14. The method of claim 10 wherein the alginate tube has between
one and six layers.
15. The method of claim 10 wherein one or both ends of at least one
alginate tube is capped to form closed ends.
16. The method of claim 10 comprising the further step of covering
the exterior of the alginate tubes with a coating other than
alginate.
17. A method for treatment of an illness in a subject or treatment
for prophylactic purposes comprising the step of orally
administering a drug delivery system comprising at least one tube
having at least one layer of alginate and a therapeutic drug to the
subject in need thereof.
Description
FIELD OF THE INVENTION
[0001] This invention relates to a drug delivery system and method
therefor.
BACKGROUND OF THE INVENTION
[0002] The controlled release of a drug is important in the
therapeutic effect of the drug. It is often desired to control the
release of an orally ingested drug to improve the bioavailability
and therapeutic effect of the drug. In some instances it is desired
to increase the gastric retention time of a drug in the
gastrointestinal system which often results in improved
bioavailability and enhanced therapeutic efficacy of the drug. For
instance, many drugs are only efficiently absorbed in the stomach
and small intestine. Additionally, certain conditions require local
treatment in the upper portion of the gastrointestinal tract. An
increase in the duration that a therapeutic drug is in
gastrointestinal system will be very beneficial in these
circumstances. Furthermore, the necessary level of dosage required
for optimal therapeutic effect may be reduced by an increased
duration of the drug in the gastrointestinal system including the
stomach.
[0003] Numerous drug delivery systems have been developed to
attempt to increase the duration of an orally administered drug in
the gastrointestinal system and control its release. For example,
bioadhesive systems, swelling systems, high density systems, and
floating systems such as microspheres, granules, capsules, and
tablets have been developed. However, many of these systems are
unable to deliver an extended retention of the drug within the
gastrointestinal system including the stomach in order to maximize
the therapeutic benefit of a drug.
[0004] Accordingly, an aspect of the present invention is a drug
delivery system comprising one or more alginate tubes.

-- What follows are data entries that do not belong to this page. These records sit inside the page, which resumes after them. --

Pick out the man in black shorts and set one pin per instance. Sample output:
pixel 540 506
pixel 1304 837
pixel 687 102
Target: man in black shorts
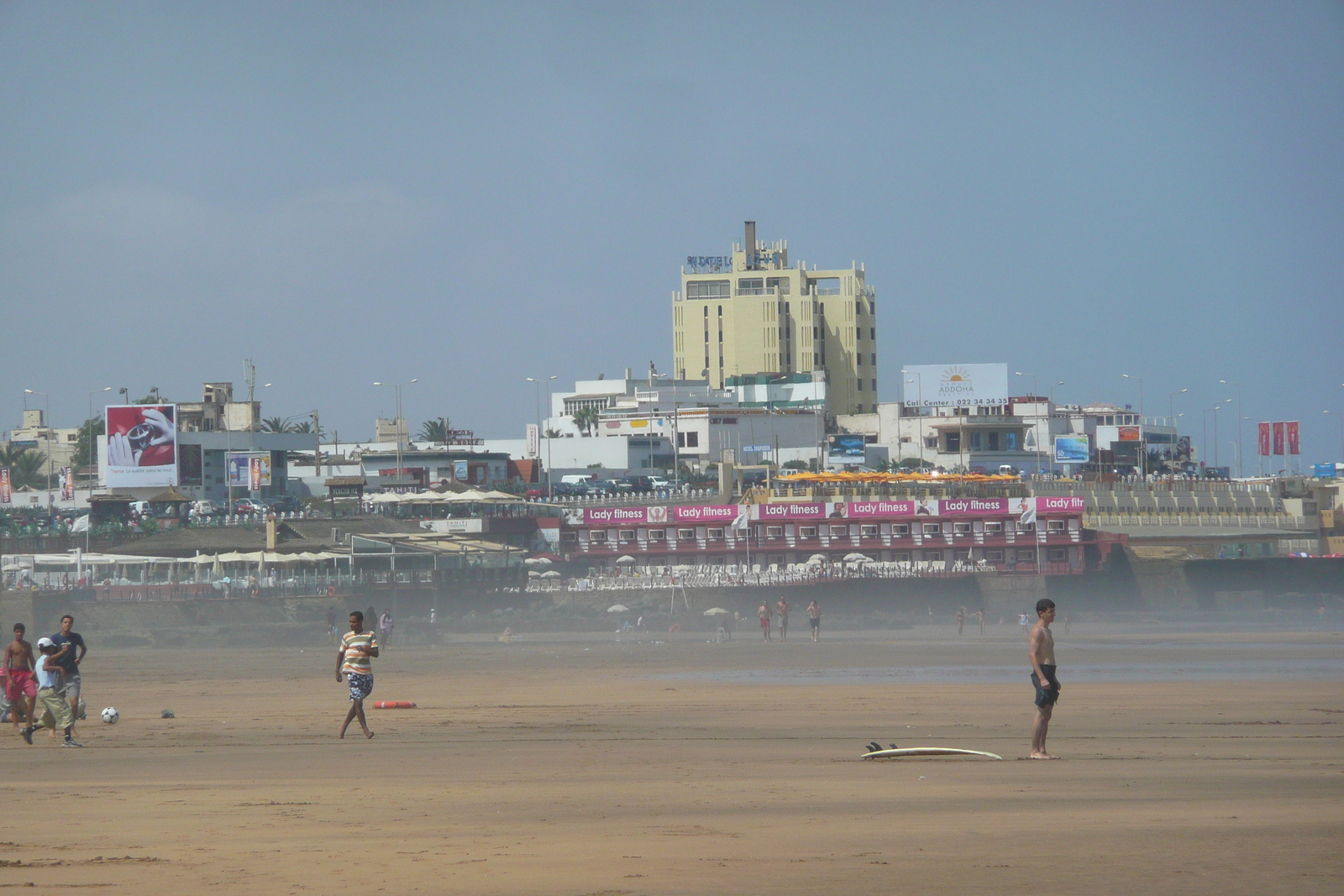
pixel 1041 652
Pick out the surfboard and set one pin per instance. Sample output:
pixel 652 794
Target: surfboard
pixel 925 752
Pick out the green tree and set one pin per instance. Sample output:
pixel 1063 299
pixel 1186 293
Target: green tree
pixel 87 450
pixel 586 418
pixel 27 468
pixel 276 425
pixel 434 430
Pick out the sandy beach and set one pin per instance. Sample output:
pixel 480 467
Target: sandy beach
pixel 1194 763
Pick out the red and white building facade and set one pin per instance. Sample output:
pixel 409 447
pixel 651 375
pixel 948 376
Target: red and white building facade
pixel 1005 533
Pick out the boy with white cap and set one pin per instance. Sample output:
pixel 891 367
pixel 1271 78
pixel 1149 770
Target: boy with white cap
pixel 49 698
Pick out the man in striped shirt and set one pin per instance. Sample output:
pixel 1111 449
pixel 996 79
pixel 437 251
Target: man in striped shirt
pixel 358 647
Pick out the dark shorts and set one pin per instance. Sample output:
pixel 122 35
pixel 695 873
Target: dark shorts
pixel 360 685
pixel 1050 694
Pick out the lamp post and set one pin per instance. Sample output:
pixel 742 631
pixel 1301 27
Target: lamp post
pixel 1238 425
pixel 89 436
pixel 550 485
pixel 46 421
pixel 396 425
pixel 920 409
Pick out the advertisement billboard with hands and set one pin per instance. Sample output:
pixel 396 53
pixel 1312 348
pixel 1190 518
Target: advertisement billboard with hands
pixel 141 446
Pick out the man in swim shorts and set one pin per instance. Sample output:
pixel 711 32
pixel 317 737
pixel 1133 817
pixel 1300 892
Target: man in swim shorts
pixel 20 687
pixel 1041 652
pixel 358 649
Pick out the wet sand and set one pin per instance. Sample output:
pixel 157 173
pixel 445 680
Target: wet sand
pixel 581 765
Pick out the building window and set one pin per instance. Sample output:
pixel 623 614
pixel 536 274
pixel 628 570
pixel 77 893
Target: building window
pixel 707 289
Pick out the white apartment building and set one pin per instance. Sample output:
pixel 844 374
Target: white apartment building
pixel 750 312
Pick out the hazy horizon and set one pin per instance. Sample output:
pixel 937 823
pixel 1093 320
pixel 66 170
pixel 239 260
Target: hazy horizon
pixel 475 195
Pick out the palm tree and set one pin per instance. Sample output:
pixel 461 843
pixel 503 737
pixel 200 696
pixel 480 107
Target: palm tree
pixel 586 418
pixel 277 425
pixel 434 430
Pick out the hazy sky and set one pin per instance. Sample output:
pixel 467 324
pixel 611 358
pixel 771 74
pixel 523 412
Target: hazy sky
pixel 477 194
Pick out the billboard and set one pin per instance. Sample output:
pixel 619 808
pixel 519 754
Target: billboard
pixel 249 470
pixel 141 446
pixel 956 385
pixel 1072 449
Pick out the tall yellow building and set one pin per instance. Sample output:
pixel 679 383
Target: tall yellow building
pixel 752 313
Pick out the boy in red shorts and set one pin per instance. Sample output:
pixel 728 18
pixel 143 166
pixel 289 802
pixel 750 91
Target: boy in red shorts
pixel 20 688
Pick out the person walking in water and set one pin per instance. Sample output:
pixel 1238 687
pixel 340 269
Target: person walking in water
pixel 1041 652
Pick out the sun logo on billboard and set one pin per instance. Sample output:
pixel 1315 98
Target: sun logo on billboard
pixel 956 375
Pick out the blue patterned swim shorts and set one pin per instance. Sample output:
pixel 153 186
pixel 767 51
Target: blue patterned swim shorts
pixel 360 685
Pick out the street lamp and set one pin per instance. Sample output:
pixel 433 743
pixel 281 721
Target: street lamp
pixel 46 421
pixel 1238 425
pixel 920 409
pixel 538 380
pixel 396 425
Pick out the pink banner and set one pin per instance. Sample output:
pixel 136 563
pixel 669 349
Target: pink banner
pixel 790 511
pixel 866 510
pixel 1066 504
pixel 974 506
pixel 706 513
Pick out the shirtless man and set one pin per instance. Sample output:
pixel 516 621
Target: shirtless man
pixel 20 687
pixel 1041 652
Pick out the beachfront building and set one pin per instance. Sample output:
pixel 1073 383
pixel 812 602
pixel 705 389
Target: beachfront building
pixel 933 535
pixel 750 313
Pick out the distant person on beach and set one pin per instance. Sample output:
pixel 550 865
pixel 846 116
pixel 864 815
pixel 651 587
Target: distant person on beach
pixel 1041 652
pixel 71 684
pixel 20 687
pixel 355 658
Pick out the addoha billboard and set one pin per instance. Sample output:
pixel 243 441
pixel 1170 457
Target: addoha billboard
pixel 1072 449
pixel 141 446
pixel 956 385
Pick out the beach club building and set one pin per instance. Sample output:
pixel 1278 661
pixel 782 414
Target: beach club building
pixel 990 533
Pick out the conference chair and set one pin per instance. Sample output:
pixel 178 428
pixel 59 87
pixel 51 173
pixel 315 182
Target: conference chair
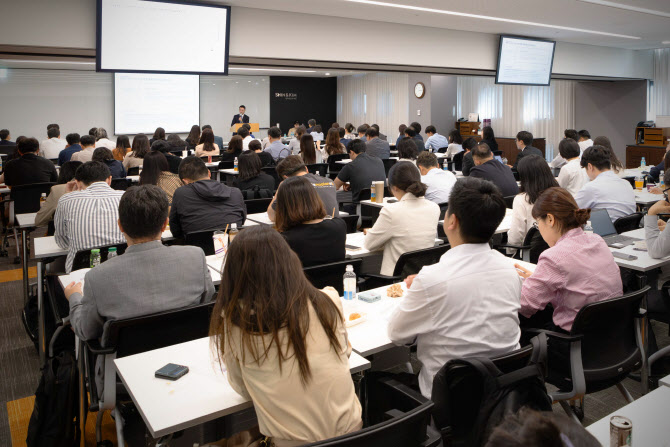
pixel 408 263
pixel 127 337
pixel 628 223
pixel 603 347
pixel 398 415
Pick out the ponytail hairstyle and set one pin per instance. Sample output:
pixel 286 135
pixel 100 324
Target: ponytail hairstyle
pixel 406 177
pixel 559 203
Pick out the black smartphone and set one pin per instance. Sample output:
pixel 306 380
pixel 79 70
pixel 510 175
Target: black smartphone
pixel 171 371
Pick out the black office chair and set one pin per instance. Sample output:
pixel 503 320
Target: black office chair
pixel 603 347
pixel 399 416
pixel 409 263
pixel 628 223
pixel 128 337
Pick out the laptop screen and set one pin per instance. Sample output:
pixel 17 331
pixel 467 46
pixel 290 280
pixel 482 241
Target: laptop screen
pixel 601 223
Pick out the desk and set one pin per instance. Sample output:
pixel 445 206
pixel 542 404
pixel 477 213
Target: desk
pixel 202 395
pixel 649 415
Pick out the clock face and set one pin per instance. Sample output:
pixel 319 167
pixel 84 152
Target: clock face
pixel 419 90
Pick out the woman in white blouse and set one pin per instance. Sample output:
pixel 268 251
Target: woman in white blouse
pixel 535 177
pixel 408 225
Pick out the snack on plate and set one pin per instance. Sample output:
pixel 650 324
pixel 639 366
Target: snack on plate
pixel 395 291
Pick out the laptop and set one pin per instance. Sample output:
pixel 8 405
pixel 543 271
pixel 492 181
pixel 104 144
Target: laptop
pixel 602 225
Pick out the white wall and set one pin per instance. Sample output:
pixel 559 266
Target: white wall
pixel 71 23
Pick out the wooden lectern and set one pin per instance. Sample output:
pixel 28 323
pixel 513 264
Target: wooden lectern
pixel 255 127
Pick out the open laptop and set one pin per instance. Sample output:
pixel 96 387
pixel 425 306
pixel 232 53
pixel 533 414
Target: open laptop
pixel 602 225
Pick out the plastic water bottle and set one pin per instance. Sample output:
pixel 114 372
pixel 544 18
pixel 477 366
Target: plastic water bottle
pixel 95 257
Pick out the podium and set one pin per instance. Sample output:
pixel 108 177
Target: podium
pixel 255 127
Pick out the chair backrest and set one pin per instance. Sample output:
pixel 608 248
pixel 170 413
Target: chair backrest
pixel 332 274
pixel 412 262
pixel 628 223
pixel 82 259
pixel 27 197
pixel 148 332
pixel 609 346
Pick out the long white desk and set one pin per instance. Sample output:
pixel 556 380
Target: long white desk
pixel 202 395
pixel 649 415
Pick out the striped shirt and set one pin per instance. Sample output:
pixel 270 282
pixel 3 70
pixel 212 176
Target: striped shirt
pixel 88 219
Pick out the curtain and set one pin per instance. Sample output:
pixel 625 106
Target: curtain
pixel 543 111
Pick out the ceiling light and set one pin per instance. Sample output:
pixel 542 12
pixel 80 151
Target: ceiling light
pixel 495 19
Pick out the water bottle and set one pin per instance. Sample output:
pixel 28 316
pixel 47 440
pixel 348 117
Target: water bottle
pixel 95 257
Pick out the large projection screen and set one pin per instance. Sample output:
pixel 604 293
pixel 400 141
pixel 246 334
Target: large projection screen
pixel 145 101
pixel 524 61
pixel 159 36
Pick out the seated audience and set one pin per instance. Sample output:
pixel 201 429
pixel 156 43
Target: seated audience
pixel 293 166
pixel 122 147
pixel 207 147
pixel 29 167
pixel 48 209
pixel 156 171
pixel 470 280
pixel 72 147
pixel 577 269
pixel 439 183
pixel 408 225
pixel 488 168
pixel 86 217
pixel 51 148
pixel 202 203
pixel 535 177
pixel 306 225
pixel 251 177
pixel 435 141
pixel 303 355
pixel 376 146
pixel 104 155
pixel 572 176
pixel 605 190
pixel 144 280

[0005] Another aspect of the present invention is an
orally-ingested drug delivery system comprising one or more
alginate tubes.
[0006] Yet another aspect of the present invention is a method of
manufacturing a drug delivery system comprising one or more
alginate tubes.
[0007] Still another aspect of the present invention is the use of
the drug delivery system in the treatment of a disorder or a
disease or an illness or for prophylactic purposes or both in a
subject in need thereof.
SUMMARY OF THE INVENTION
[0008] The present invention is directed to an alginate tube drug
delivery system and the use of the system to deliver a drug to a
subject. Another aspect of the invention is the use of the alginate
tube drug delivery system for the treatment of an illness in a
patient and for prophylactic purposes. The present invention is
also directed to a method of manufacture of an alginate tube drug
delivery system.
DESCRIPTION OF THE DRAWINGS
[0009] FIG. 1 shows a graph comparing the buoyancy and floatability
of alginate tubes of the present invention as compared to glass
tubes.
[0010] FIG. 2 shows a graph comparing Metformin HCl release in
various alginate tube drug delivery systems
[0011] FIG. 3 shows a graph comparing drug release rates in various
alginate tube drug delivery systems.
[0012] FIG. 4a shows graphs of Metformin HCl released in coated and
uncoated 3-layered alginate tube drug delivery systems.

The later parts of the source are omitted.